Crybaby


I lasted about two minutes before bursting into tears at my doctor’s office yesterday.

He confirmed he wants me to take Lupron for three months, which would put me into a chemical menopause. He said he would give the same advice to his own wife or daughter if they were trying to have a baby, and that what I had read about Lupron not actually increasing significantly the chances of becoming pregnant was “baloney”.

I don’t like the idea of a chemical menopause! And I don’t like the idea of waiting another three months before trying again, when all the statistics indicate that my egg supply is rapidly diminishing.

And now I am worried that my doctor is not the best person for this task. He’s very good as a gynecologist, but he’s not a fertility specialist. We’ve tried naturally, using regular ultrasounds to monitor ovulation for targeted attempts. And we’ve checked my partner’s sperm, which is on the low side but acceptable. And of course we’ve done the laparoscopy and discovered endometriosis.

But yesterday when I asked him about my FSH levels, I realised that we hadn’t even done that test, which apparently is one of the most basic tests you should do when exploring infertility.

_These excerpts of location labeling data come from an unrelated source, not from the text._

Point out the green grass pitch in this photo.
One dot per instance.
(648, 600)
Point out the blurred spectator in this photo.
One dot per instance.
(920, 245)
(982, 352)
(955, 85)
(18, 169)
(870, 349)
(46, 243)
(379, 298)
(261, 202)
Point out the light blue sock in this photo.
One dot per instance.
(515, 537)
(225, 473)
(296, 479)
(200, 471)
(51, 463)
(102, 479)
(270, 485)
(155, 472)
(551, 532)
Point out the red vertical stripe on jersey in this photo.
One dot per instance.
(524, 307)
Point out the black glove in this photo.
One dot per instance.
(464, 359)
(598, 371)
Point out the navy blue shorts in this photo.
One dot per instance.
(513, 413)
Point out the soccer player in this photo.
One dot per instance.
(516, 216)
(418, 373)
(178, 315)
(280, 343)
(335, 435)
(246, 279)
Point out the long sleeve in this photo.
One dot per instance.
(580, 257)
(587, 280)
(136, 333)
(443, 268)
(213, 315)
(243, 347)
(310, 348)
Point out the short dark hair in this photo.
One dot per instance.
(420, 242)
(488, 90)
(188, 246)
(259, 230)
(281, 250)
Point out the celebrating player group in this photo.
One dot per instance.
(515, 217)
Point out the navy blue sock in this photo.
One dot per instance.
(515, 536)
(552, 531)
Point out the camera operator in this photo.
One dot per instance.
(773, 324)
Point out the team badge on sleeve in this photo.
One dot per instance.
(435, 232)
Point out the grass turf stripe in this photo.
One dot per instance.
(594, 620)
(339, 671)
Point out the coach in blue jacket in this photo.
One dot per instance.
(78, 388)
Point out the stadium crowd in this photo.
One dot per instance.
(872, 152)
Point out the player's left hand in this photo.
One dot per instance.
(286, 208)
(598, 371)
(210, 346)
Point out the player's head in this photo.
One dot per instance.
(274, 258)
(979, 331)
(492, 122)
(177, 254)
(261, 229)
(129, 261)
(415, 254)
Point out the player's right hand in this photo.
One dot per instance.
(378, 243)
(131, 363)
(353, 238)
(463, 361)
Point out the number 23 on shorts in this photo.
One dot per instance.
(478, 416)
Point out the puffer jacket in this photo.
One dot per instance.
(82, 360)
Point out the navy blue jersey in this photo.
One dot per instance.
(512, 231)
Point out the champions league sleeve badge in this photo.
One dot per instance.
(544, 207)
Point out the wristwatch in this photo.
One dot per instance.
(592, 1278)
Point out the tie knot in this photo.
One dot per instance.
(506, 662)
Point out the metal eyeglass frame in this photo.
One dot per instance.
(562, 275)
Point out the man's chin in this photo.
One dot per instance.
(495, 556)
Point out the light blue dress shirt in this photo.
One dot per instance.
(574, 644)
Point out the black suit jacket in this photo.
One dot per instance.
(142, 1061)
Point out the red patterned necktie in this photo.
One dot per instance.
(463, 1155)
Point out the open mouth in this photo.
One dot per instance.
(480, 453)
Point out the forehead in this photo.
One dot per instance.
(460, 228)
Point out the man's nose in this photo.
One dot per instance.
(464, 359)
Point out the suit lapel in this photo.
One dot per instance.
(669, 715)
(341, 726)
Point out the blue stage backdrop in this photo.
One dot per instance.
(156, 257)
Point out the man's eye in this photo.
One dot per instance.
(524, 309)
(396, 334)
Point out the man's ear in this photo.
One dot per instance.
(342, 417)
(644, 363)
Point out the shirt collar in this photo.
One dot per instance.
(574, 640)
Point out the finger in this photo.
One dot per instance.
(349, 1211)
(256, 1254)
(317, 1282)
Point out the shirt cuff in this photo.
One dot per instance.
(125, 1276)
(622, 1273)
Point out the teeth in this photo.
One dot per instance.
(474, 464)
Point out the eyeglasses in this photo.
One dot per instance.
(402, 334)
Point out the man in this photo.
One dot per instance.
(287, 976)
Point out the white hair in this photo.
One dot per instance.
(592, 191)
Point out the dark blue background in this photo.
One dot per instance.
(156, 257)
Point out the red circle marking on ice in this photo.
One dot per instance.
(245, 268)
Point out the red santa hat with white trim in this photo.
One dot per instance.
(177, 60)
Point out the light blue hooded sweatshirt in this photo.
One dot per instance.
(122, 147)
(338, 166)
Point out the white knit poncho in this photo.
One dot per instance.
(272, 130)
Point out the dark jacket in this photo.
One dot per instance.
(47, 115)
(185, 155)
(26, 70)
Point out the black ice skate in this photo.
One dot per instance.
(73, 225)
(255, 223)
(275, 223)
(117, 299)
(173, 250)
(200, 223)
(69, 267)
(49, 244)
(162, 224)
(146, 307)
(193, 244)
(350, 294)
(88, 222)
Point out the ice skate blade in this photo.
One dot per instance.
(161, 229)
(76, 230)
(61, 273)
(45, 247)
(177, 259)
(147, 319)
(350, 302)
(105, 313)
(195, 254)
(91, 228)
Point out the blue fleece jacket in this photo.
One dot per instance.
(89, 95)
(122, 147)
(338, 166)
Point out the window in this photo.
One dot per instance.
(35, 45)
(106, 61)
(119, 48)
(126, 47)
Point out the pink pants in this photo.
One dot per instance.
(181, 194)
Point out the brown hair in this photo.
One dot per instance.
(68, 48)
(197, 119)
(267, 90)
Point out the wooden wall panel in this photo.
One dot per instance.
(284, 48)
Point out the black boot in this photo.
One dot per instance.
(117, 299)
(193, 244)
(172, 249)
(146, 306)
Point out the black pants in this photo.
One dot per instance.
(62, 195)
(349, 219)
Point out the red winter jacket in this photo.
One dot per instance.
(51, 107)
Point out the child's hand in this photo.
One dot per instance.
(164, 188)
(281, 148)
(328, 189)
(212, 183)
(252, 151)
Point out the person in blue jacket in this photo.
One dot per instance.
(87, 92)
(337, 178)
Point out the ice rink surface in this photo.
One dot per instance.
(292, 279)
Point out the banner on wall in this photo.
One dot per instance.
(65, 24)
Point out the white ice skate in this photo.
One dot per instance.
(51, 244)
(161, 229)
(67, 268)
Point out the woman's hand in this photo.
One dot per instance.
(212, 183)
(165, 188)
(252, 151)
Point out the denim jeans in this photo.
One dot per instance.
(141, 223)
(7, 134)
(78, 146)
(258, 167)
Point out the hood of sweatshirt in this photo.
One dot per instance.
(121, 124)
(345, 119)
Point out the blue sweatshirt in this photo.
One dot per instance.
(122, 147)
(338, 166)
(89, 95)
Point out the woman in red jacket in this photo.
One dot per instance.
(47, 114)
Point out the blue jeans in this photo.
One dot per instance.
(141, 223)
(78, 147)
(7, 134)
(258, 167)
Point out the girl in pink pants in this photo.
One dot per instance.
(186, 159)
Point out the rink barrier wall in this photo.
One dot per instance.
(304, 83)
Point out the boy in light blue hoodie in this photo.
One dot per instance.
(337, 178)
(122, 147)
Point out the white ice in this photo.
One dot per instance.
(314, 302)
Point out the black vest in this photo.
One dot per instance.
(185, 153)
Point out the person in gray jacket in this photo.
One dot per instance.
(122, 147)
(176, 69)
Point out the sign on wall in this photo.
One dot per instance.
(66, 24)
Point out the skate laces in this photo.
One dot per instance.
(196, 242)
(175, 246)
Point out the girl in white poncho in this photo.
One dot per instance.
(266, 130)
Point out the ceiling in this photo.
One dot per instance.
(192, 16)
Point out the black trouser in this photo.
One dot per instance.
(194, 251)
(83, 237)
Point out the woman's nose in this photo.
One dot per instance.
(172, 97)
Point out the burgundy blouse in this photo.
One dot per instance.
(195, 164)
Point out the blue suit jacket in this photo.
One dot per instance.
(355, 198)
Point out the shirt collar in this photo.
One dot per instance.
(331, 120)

I went off to do it straight after our meeting, but then afterwards I read that you need to take that test on day three of your period for it to be in any way meaningful.

So now I have prescription for Lupron in one hand, and my doubts and fears in the other.

According to the fertilityblogs doctor, I should be considering a much more aggressive strategy, but my doctor seems reluctant to do that. He recommends the Lupron, followed by three IUI attempts and then perhaps IVF.

It might cost me another month, but I think I need that second opinion before I commit to any decision about our babymaking plan.

Rufus is coming back from a work trip tonight, and I am in my fertile days, so I think we’ll try one more time naturally, then use my next period to gather the data re my FSH levels, maybe re-test Rufus’ sperm, see another doctor, and decide which way to proceed: Lupron or IVF.